Main goal of this exercise is to show main applications of the relational data concept with the dplyr package.
For more information, see relational data:
Following the previous example, use the same working directory and download this data file to the folder 03-joints-exercise within your working directory (see previous examples for more information).

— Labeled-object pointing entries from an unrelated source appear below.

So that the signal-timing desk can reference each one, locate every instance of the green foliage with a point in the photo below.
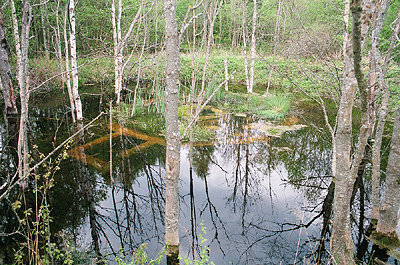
(268, 106)
(36, 219)
(139, 257)
(204, 257)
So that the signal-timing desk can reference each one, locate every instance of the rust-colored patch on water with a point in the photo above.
(79, 151)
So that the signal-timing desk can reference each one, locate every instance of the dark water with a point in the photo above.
(262, 199)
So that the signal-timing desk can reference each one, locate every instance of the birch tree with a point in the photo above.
(74, 63)
(347, 163)
(120, 42)
(377, 84)
(5, 73)
(389, 210)
(173, 136)
(22, 47)
(253, 46)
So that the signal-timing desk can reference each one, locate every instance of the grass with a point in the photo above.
(273, 107)
(100, 70)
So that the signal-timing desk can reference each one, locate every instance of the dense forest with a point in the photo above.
(173, 60)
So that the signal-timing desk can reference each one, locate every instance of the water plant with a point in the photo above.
(204, 257)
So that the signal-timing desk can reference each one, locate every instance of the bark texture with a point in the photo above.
(5, 73)
(171, 115)
(378, 84)
(74, 64)
(347, 163)
(388, 214)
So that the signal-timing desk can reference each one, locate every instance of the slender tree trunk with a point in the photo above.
(119, 44)
(253, 47)
(171, 116)
(21, 45)
(347, 163)
(244, 32)
(67, 67)
(276, 38)
(5, 74)
(376, 84)
(43, 13)
(74, 64)
(388, 214)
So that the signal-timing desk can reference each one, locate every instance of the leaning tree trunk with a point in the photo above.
(21, 45)
(253, 46)
(74, 64)
(171, 116)
(5, 73)
(244, 32)
(388, 212)
(347, 163)
(377, 81)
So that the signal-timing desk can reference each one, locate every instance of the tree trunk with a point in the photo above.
(74, 64)
(244, 32)
(67, 67)
(171, 116)
(253, 47)
(276, 38)
(388, 214)
(43, 13)
(119, 44)
(21, 45)
(347, 163)
(5, 73)
(376, 84)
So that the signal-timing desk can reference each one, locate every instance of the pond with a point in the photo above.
(260, 193)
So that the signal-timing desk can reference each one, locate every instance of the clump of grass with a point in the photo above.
(272, 107)
(200, 133)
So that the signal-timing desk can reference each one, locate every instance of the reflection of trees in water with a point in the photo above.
(137, 212)
(307, 161)
(203, 158)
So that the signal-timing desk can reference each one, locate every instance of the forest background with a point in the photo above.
(278, 45)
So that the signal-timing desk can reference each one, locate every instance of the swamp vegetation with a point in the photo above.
(212, 132)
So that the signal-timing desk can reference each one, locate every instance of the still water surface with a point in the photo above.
(262, 199)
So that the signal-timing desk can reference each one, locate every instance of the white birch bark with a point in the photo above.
(74, 63)
(43, 13)
(171, 116)
(276, 38)
(6, 74)
(244, 32)
(347, 163)
(21, 45)
(119, 43)
(376, 84)
(67, 67)
(253, 47)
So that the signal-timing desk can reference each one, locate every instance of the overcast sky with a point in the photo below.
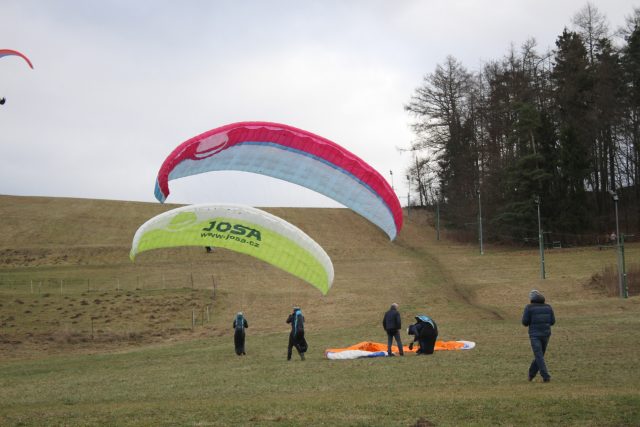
(117, 85)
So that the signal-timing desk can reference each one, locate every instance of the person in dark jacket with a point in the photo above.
(296, 336)
(239, 325)
(392, 324)
(539, 317)
(425, 332)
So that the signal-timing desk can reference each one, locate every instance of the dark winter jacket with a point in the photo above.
(240, 323)
(297, 322)
(391, 320)
(539, 317)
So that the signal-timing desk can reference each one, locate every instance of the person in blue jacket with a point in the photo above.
(425, 332)
(296, 337)
(539, 317)
(392, 323)
(239, 325)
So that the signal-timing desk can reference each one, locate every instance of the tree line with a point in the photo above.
(560, 128)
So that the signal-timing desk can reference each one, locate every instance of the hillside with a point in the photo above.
(87, 337)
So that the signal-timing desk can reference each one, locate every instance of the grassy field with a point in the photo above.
(87, 337)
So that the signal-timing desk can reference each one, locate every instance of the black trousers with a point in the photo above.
(298, 341)
(238, 340)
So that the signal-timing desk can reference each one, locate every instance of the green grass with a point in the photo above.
(157, 371)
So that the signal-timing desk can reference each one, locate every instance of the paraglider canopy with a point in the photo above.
(241, 229)
(290, 154)
(10, 52)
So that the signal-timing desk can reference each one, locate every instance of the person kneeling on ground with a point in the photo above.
(239, 325)
(425, 332)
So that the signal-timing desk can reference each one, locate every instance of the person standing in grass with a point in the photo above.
(239, 325)
(392, 323)
(539, 317)
(296, 337)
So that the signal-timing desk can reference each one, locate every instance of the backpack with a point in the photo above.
(298, 321)
(239, 322)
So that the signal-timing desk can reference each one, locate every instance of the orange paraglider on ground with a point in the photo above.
(376, 349)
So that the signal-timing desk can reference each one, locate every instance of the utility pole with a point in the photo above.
(540, 240)
(480, 221)
(437, 215)
(622, 279)
(409, 195)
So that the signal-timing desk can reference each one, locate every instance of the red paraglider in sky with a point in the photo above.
(10, 52)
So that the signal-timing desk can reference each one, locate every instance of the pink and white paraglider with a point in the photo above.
(11, 52)
(290, 154)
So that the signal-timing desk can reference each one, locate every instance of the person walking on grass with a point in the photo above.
(392, 324)
(239, 325)
(296, 336)
(539, 317)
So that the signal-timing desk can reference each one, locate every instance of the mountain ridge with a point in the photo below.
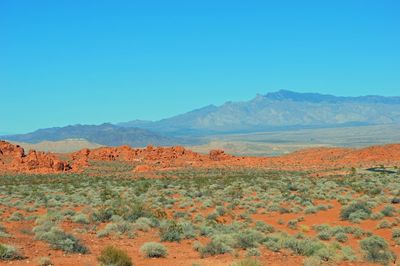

Add columns with the explanation of the variables Trade.Flow.Code, Reporter.Code and Partner.Code using the left_join() or right_join() and the mapping tables from the package tradeAnalysis explained in the previous exercise. Use the subset of 20 rows of the data ctData, loaded as in the previous exercise.
library(tidyverse)
library(readr)
library(tradeAnalysis)
ctData <- read_rds("03-joints-exercise/subsetting-data.rds")
ctData %>%
sample_n(100) %>%
left_join(x = ., y = partners, by = "Partner.Code") %>%
left_join(x = ., y = reporters, by = "Reporter.Code") %>%
left_join(x = ., y = tradeAnalysis::regimes, by = "Trade.Flow.Code")
## # A tibble: 100 x 11
## Classification Year Trade.Flow.Code Reporter.Code Partner.Code
## <chr> <int> <dbl> <int> <int>
## 1 H4 2016 2 36 598
## 2 H4 2015 2 214 332
## 3 H4 2015 1 604 862
## 4 H3 2015 2 780 826
## 5 H4 2016 1 699 703
## 6 H4 2016 2 702 156
## 7 H4 2015 2 818 706
## 8 H4 2014 2 512 381
## 9 H4 2015 1 682 156
## 10 H4 2016 1 191 203
## # ... with 90 more rows, and 6 more variables: Commodity.Code <chr>,
## # Netweight..kg. <dbl>, Trade.Value..US.. <dbl>, Partner <chr>,
## # Reporter <chr>, Trade.Flow <chr>
Do the same with the help of the tradeAnalysis package.
ctData %>%
sample_n(100) %>%
join_labels_flows() %>%
join_labels_par() %>%
join_labels_rep()
## # A tibble: 100 x 11
## Classification Year Trade.Flow.Code Reporter.Code Partner.Code
## <chr> <int> <int> <int> <int>
## 1 H4 2015 1 528 591
## 2 H4 2015 1 376 804
## 3 H4 2015 1 579 842
## 4 H4 2016 2 466 384
## 5 H4 2015 1 702 642
## 6 H4 2014 2 616 834
## 7 H4 2014 1 558 604
## 8 H4 2015 1 440 100
## 9 H4 2015 2 604 188
## 10 H4 2016 2 710 616
## # ... with 90 more rows, and 6 more variables: Commodity.Code <chr>,
## # Netweight..kg. <dbl>, Trade.Value..US.. <dbl>, Trade.Flow <chr>,
## # Partner <chr>, Reporter <chr>
Do the same with the help of the tradeAnalysis package in one line.
ctData %>%
sample_n(100) %>%
join_labs()
## # A tibble: 100 x 12
## Classification Year Trade.Flow.Code Reporter.Code Partner.Code
## <chr> <int> <int> <int> <int>
## 1 H4 2015 2 372 724
## 2 H4 2016 1 124 604
## 3 H4 2016 1 410 792
## 4 H4 2014 2 208 4
## 5 H4 2015 2 388 796
## 6 H3 2014 1 690 784
## 7 H4 2014 1 834 381
## 8 H4 2015 1 376 188
## 9 H4 2016 1 222 32
## 10 H4 2014 2 191 705
## # ... with 90 more rows, and 7 more variables: Commodity.Code <chr>,
## # Netweight..kg. <dbl>, Trade.Value..US.. <dbl>, Commodity <chr>,
## # Partner <chr>, Reporter <chr>, Trade.Flow <chr>
Sometimes, when you need to filter a big data set, using multiple arguments, it is better to use join() functions then filter().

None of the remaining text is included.